Esses profissionais, muitas vezes não reconhecidos, enfrentam uma série de adversidades institucionais e relações profissionais mal estabelecidas, além de condições de trabalho precárias. Apesar da valorização no âmbito da cultura e da arte, eles ainda carecem de aspectos essenciais que representam uma verdadeira penalização ao seu bom desempenho profissional.
É necessário justificar nossos conhecimentos, especialmente quando reconhecemos que muitos campos do saber apresentam deficiências devido à falta de observação das experiências práticas.
O que frequentemente nos faz sentir impotentes é o sistema, que muitas vezes, tardiamente e com dificuldade, descobre onde estão o valor e a qualidade no trabalho. Falo pelos artistas e por muitos outros grupos que, em sua prática laboriosa, permanecem ocultos atrás de suas tarefas.
Sabe-se da importância de um trabalho escrito que possa fundamentar o valor de algumas ideias. Contudo, pouco se sabe sobre as conquistas objetivas oriundas da prática devido à falta de uma avaliação condizente e comprometida com o conhecimento e, sobretudo, com a verdade.
Não é estigmatizante reconhecer a condição à qual foram submetidos artistas ao longo da história, como Nietzsche, Van Gogh e Artaud, cuja criatividade foi muitas vezes consumida ao submeter suas personalidades intensas ao silenciamento imposto pelas instituições psiquiátricas.

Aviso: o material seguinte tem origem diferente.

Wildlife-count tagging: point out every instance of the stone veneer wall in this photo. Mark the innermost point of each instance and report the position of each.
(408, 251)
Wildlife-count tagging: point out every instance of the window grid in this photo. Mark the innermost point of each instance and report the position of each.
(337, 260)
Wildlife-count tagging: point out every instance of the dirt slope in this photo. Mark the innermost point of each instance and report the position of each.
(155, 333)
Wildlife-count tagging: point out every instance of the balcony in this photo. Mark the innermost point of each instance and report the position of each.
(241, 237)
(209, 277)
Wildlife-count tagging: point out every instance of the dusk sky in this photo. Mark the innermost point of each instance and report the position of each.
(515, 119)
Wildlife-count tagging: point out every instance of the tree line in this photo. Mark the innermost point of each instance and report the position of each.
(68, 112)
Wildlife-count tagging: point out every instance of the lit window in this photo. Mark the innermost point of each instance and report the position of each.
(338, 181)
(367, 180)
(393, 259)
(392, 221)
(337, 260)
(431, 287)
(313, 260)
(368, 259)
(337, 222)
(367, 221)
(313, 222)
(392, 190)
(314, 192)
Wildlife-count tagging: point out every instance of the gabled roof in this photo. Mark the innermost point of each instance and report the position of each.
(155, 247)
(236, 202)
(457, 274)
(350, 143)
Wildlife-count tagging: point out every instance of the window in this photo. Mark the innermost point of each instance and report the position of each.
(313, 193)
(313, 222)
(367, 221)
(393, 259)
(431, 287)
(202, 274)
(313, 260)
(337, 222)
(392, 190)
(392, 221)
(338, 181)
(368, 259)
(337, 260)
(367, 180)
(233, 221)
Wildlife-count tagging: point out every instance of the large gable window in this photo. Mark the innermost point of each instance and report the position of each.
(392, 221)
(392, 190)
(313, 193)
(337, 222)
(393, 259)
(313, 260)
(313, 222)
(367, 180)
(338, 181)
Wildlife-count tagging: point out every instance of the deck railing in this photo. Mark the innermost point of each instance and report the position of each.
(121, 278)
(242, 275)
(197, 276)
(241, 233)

No Brasil, onde há grandes desigualdades sociais e uma explosão de potencialidades artísticas, delineia-se um palco de abnegação dos valores individuais. No entanto, esses valores se tornam verdadeiros motores para a construção de uma nova realidade ou vida para o portador de sofrimento psíquico. Acredita-se na possibilidade de construir realidades mais dignas e em providências políticas mais promissoras que beneficiem a sociedade como um todo. Busca-se a formação de uma nova ordem, refletida em projetos que visem à valorização humana e sejam fundamentados na nova realidade que a arte oferece, para, em consonância com a cultura, celebrarmos a dignidade e a vida.